School of Life Sciences and the State Key Laboratory of Agrobiotechnology.
Department of Statistics, The Chinese University of Hong Kong, Shatin, NT, Hong Kong SAR, China.
Bioinformatics. 2017 Oct 15;33(20):3166-3172. doi: 10.1093/bioinformatics/btx401.

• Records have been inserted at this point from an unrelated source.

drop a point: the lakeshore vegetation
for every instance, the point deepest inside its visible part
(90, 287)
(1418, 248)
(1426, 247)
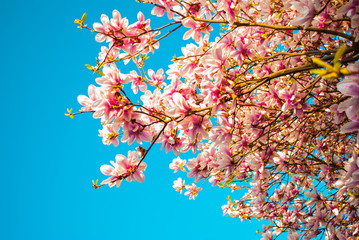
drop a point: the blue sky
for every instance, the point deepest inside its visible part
(48, 160)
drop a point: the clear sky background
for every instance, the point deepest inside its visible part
(48, 160)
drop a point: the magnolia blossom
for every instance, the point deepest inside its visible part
(246, 100)
(192, 191)
(124, 167)
(306, 10)
(179, 185)
(178, 164)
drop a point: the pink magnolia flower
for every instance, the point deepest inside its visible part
(349, 9)
(306, 10)
(134, 131)
(156, 79)
(179, 185)
(178, 164)
(102, 29)
(113, 79)
(124, 167)
(86, 102)
(110, 134)
(196, 29)
(192, 191)
(137, 82)
(353, 172)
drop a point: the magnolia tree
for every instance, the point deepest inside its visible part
(270, 106)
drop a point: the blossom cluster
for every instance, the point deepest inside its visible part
(269, 108)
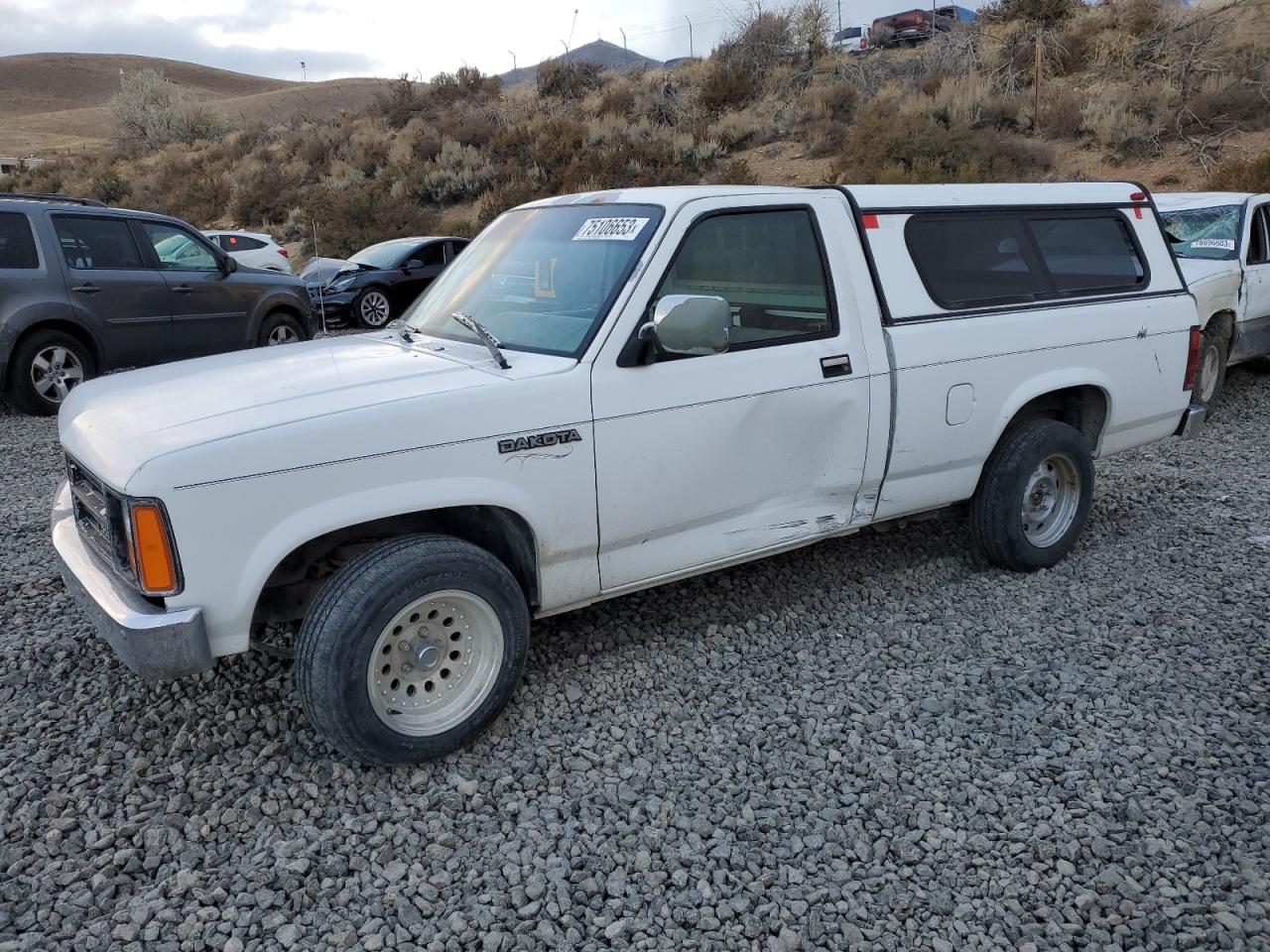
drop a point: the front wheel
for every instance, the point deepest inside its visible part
(1210, 377)
(372, 308)
(1034, 497)
(412, 651)
(44, 370)
(280, 327)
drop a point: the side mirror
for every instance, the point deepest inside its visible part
(693, 324)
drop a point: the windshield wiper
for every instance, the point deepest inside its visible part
(492, 343)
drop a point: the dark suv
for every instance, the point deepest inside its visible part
(85, 289)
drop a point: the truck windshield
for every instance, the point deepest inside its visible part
(1203, 232)
(539, 278)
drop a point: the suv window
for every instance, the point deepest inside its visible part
(95, 244)
(178, 250)
(766, 264)
(17, 243)
(968, 261)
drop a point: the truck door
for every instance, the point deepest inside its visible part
(1254, 335)
(701, 461)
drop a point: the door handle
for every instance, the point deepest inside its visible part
(837, 366)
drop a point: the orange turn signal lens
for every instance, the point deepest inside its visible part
(153, 557)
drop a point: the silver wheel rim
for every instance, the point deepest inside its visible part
(1207, 373)
(1051, 500)
(375, 308)
(435, 662)
(55, 372)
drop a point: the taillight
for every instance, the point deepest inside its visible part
(1192, 359)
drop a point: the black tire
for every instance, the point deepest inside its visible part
(997, 507)
(362, 298)
(1213, 354)
(343, 630)
(280, 324)
(21, 388)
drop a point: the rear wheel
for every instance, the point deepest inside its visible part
(45, 368)
(1210, 377)
(280, 327)
(412, 649)
(1034, 497)
(372, 307)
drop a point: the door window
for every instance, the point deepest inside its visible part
(1259, 243)
(767, 266)
(17, 243)
(431, 254)
(95, 244)
(178, 250)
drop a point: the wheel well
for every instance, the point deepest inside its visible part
(1083, 408)
(298, 578)
(75, 330)
(1225, 321)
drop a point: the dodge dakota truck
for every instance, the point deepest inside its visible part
(1222, 241)
(689, 379)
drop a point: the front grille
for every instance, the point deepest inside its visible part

Although high-throughput sequencing methods have been proposed to identify splicing branch points in the human genome, these methods can only detect a small fraction of the branch points subject to the sequencing depth, experimental cost and the expression level of the mRNA. An accurate computational model for branch point prediction is therefore an ongoing objective in human genome research.
We here propose a novel branch point prediction algorithm that utilizes information on the branch point sequence and the polypyrimidine tract. Using experimentally validated data, we demonstrate that our proposed method outperforms existing methods. Availability and implementation: https://github.com/zhqingit/BPP.
Supplementary data are available at Bioinformatics online.
尽管已经提出了高通量测序方法来鉴定人类基因组中的剪接分支点,但这些方法只能检测到测序深度、实验成本和 mRNA 表达水平所限制的一小部分分支点。因此,准确的分支点预测计算模型是人类基因组研究中的一个持续目标。
我们在这里提出了一种新的分支点预测算法,该算法利用了分支点序列和多嘧啶 tract 的信息。使用经过实验验证的数据,我们证明了我们提出的方法优于现有方法。
https://github.com/zhqingit/BPP。
补充数据可在 Bioinformatics 在线获取。